Adherence, as in other populations where rates of poverty and depression are increased, is sometimes an issue. Families that are disorganized, impoverished or depressed may have difficulty giving medications regularly (82). One study involving members of an American Navajo tribe indicated that they can view asthma in a child as “a series of distinct, transient episodes” rather than a chronic disease with recurrent flares. This view could impede adherence to long-term, preventive therapies (83). Barriers should be approached with respect and sensitivity and education provided in a context relevant to the family.

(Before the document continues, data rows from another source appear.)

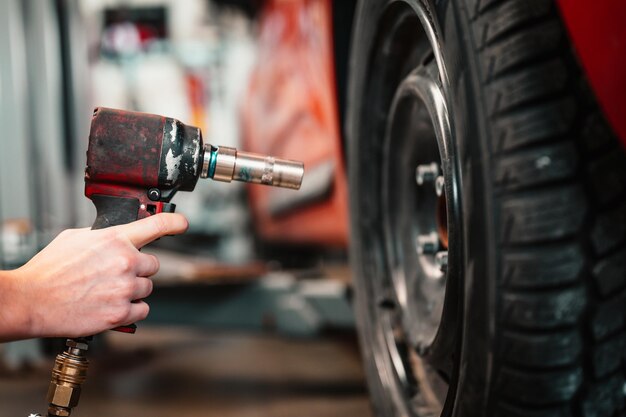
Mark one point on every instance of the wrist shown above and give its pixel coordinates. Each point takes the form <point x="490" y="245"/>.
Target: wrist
<point x="16" y="319"/>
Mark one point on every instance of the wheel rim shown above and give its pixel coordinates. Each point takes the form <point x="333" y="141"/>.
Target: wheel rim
<point x="415" y="318"/>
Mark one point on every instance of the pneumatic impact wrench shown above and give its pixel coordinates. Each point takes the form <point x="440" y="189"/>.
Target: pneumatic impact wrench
<point x="136" y="162"/>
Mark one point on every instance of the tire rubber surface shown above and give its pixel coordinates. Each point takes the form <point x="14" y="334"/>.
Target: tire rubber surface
<point x="543" y="189"/>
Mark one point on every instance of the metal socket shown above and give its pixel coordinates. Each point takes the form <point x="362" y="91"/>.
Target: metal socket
<point x="231" y="164"/>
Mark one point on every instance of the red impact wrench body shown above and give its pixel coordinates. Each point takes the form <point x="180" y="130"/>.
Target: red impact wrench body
<point x="136" y="162"/>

SUDDEN INFANT DEATH SYNDROME

Recent Canadian research found an RR of 7.15 for sudden infant death syndrome in Inuit-inhabited parts of Canada, compared with the rest of Canada (84). FN/I infants may be more likely to be exposed to a variety of risk factors for sudden infant death syndrome (85), including bed sharing with a parent who smokes cigarettes or is intoxicated, and a higher bedroom temperature (12,85). Carnitine palmitoyltransferase 1A deficiency is more common in FN/I infants and is a known cause of hypoglycemia, hepatic encephalopathy and sudden, unexplained infant death (86).

CONCLUSION

Respiratory morbidity and mortality remain unacceptably high among FN/I children. Improving the respiratory health of Canadian Aboriginal children will require enhanced disease surveillance and vaccination and, most importantly, addressing the social origins of health, such as income and employment, which in turn affect housing, rates of cigarette smoking and other determinants of respiratory disease.